If you don't want to despair of the future, you actually only have two options: Either you suppress your knowledge of the exams that are hurrying towards us, hope that the inevitable can be postponed for a few more decades - and consol yourself with the saying “time comes, advice comes ... "

Or one is ready to recognize a logical development in the inevitable. Perhaps even to accept the effect of an intervention controlled by the laws of creation, which, although painful like a serious operation, is the necessary path to recovery. Then we also find an open-minded attitude towards the future.

It must be taken into account that the future is “open”, that is, we can still be influenced by our decisions today, as long as we boldly face the problems and then resolutely do the right thing.

We can hardly rely on politics, since the well-known weakness in decision-making of democratic politicians is rarely enough than to delay or even defame the warner. Many will remember, for example, how at that time "The Limits of Growth" (Dennis Meadows "The Limits of Growth, Report of the Club of Rome on the Situation of Humankind", Stuttgart 1972) were disgraced with the greatest misunderstanding. At that time it would have been high time to act!

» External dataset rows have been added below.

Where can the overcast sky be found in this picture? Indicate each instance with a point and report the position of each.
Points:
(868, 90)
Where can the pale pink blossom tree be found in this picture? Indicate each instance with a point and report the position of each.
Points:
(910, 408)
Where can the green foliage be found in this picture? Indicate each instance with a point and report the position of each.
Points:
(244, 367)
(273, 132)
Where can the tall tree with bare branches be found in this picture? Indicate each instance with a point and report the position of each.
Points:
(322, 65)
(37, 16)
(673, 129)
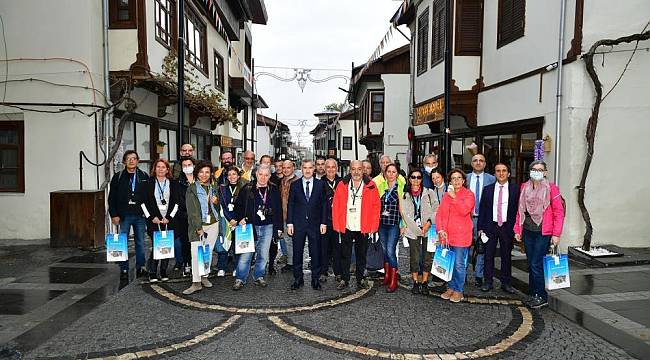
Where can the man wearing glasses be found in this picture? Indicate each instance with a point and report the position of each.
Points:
(124, 200)
(187, 150)
(478, 179)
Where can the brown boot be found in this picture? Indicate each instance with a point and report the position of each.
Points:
(393, 280)
(386, 274)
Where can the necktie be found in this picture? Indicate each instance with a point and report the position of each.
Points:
(499, 209)
(477, 192)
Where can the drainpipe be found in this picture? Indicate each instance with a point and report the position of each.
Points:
(558, 96)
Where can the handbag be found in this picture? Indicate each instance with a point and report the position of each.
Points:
(374, 254)
(117, 246)
(556, 270)
(432, 239)
(443, 263)
(244, 239)
(204, 255)
(163, 244)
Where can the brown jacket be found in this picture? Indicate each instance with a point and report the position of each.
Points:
(285, 186)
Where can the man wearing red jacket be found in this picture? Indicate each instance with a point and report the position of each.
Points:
(355, 214)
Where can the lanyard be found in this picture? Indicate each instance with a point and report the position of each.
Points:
(161, 190)
(266, 193)
(133, 180)
(354, 192)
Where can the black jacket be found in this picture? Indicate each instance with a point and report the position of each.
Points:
(120, 194)
(150, 206)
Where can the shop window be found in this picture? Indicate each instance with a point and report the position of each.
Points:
(12, 147)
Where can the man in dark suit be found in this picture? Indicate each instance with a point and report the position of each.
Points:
(306, 216)
(496, 220)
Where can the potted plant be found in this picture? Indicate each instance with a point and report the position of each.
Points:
(160, 147)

For the individual person personally, it is true that a change in conditions for the better causes the corresponding inner change, which can be achieved neither through ideology nor through propaganda, but through one's own efforts: True insights want to be experienced internally - not externally read.

If a person wants to tread this path, even the most serious changes in his environment will ultimately promote his spiritual development, which is based on his "eternal being", not just on his earthly existence.

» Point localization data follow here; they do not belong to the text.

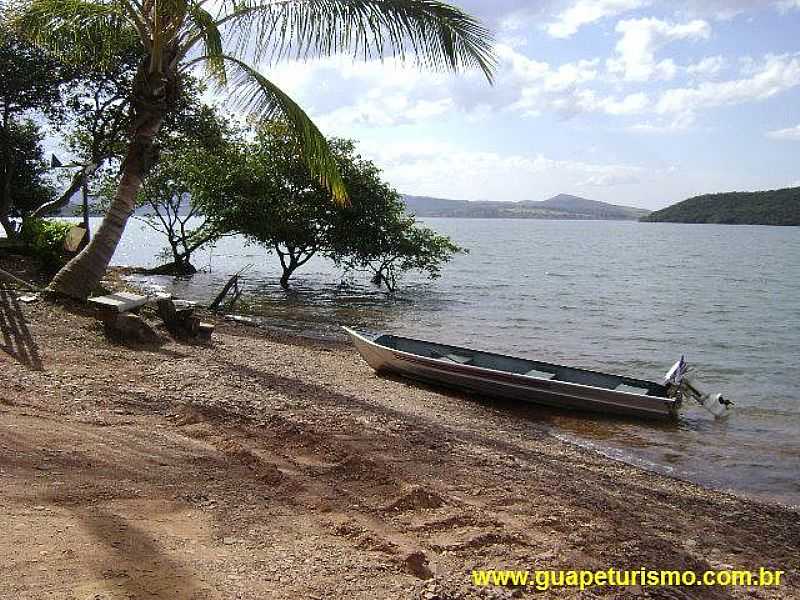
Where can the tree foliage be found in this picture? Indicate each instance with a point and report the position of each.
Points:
(31, 83)
(270, 197)
(177, 36)
(191, 159)
(23, 177)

In no case should we forget that life is constantly changing; that nature knows no rigid, unchangeable forms, but that continuous change is typical for everything natural. No living being can permanently escape this uninterrupted compulsion to move, not even humans!

With this in mind, we should understand the challenges to be expected of the 21st century as helpful impulses that keep us from freezing in stuck structures and thus ultimately even be our blessing.

Addendum 2020:

When it comes to prophecy, Nostradamus is always the favorite author of many interpreters. All the more so as he recently attracted attention with one of the most astonishing of all predictions:

In the "Preface to Heinrich the Happy", Nostradamus says in a passage relating to the Soviet Union: "... but it will only last for 73 years and 7 months". In fact, the USSR came into being on January 19, 1918 through the violent dissolution of the Constituent Assembly, and ended on August 18, 1991 through the putsch against Gorbachev - to one day - after 73 years and 7 months. Just a coincidence?